Face à l’augmentation des besoins de refroidissement et à la multiplication des épisodes de fortes chaleurs, la Tunisie engage l’élaboration d’un plan national consacré au refroidissement. L’Agence nationale pour la maîtrise de l’énergie (ANME) a tenu le premier comité de pilotage et la réunion de lancement de ce projet, soutenu par la Banque africaine de développement (BAD) et le Programme des Nations unies pour l’environnement (PNUE).
Une stratégie nationale pour le refroidissement
Le projet doit permettre de structurer une réponse nationale à la progression des besoins liés à la climatisation et au refroidissement, tout en intégrant les impératifs de maîtrise de l’énergie et d’adaptation au changement climatique.

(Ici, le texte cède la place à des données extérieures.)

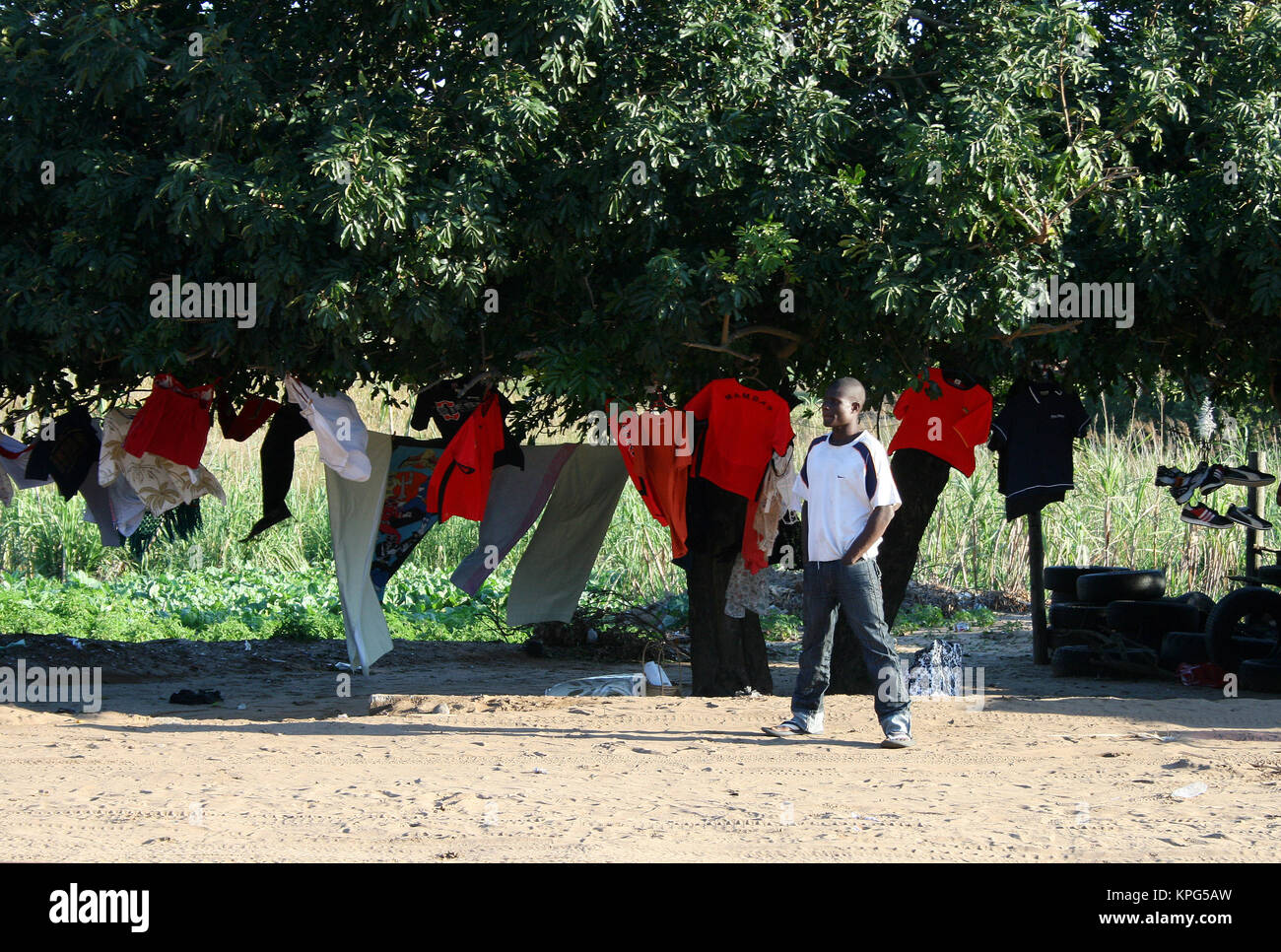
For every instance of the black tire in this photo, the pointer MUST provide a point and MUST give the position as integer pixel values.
(1152, 618)
(1084, 660)
(1247, 613)
(1063, 577)
(1262, 674)
(1064, 615)
(1179, 647)
(1105, 587)
(1251, 648)
(1202, 602)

L’ANME inscrit cette démarche dans les objectifs du Global Cooling Pledge, qui vise à accélérer la transition vers un refroidissement plus efficace et moins émetteur.

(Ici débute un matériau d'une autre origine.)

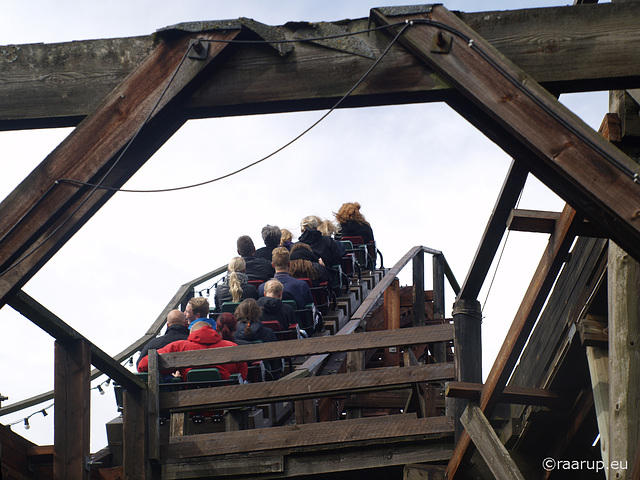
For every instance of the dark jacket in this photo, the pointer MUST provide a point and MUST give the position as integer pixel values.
(352, 228)
(294, 289)
(173, 333)
(274, 309)
(324, 247)
(258, 333)
(258, 268)
(223, 293)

Le futur plan devra notamment identifier les leviers permettant de réduire la consommation énergétique des équipements de refroidissement, tout en répondant aux besoins croissants des ménages, des bâtiments et des activités économiques.
À ce stade, les objectifs chiffrés, les échéances de mise en œuvre et le financement détaillé du plan n’ont pas encore été précisés.
Des bâtiments aux équipements
La question du refroidissement dépasse désormais le seul choix des climatiseurs. Elle concerne également la conception et la performance énergétique des bâtiments.
L’ANME travaille déjà sur des dispositifs liés à la performance thermique des constructions. Ses travaux sur les données climatiques destinées au dimensionnement des installations de chauffage et de refroidissement prennent notamment en compte les caractéristiques climatiques des différentes régions tunisiennes.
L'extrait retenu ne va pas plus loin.